Thursday, 15 August 2002: 4:45 PM
Uncertainty in numerical mesoscale modeling by the use of a topography defined via map projections
Computational mesoscale models such as RAMS, MM5, ARPS and HOTMAC, use conformal map projections to define the topography with respect to a tangent-plane XYZ coordinate system where Z is replaced by a terrain-following coordinate. The procedure consists in computing a point (X,Y) on the XY-plane via the map-projection of a point on the terrestrial sphere with geographic coordinates (l,f), and if H is the terrain elevation on (l,f), then it is assumed that the terrain elevation on (X,Y) is also H because the map projection takes into account the earth curvature. In this work it is shown that (i) the correct terrain elevation Z on (X,Y) cannot be computed because map projections do not consider the datum H to compute X and Y. (ii) The datum H is only an approximation of the correct elevation Z, and the approximation is valid on a horizontal domain D(L)=2LX2L with L bounded by 60 km when the terrain elevation data have an uncertainty of 30m.

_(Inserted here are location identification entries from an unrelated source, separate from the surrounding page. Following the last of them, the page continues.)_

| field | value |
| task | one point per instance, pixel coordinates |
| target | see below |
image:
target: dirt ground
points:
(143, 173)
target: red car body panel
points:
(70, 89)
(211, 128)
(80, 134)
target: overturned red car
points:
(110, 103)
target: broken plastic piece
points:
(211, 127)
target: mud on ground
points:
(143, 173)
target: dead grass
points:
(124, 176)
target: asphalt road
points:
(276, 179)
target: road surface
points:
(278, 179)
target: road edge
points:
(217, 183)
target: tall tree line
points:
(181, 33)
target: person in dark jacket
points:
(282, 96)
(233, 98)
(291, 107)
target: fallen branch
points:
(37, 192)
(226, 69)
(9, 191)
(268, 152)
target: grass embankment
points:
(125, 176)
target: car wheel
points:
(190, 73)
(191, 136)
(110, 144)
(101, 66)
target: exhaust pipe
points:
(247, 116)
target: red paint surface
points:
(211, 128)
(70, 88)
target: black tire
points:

Applications of mesoscale models have used a domain D(L) with L=650, 882, 1665 km. In these cases the error of the terrain elevation reaches up 67, 120 and 450 km, respectively. A coordinate transformation to compute the correct terrain elevation from a Digital Elevation Model, is given. Analytic solutions of the governing equations show that the use of a map-projection topography in the definition of a terrain-following vertical coordinate generates a wrong atmospheric flow when L is large.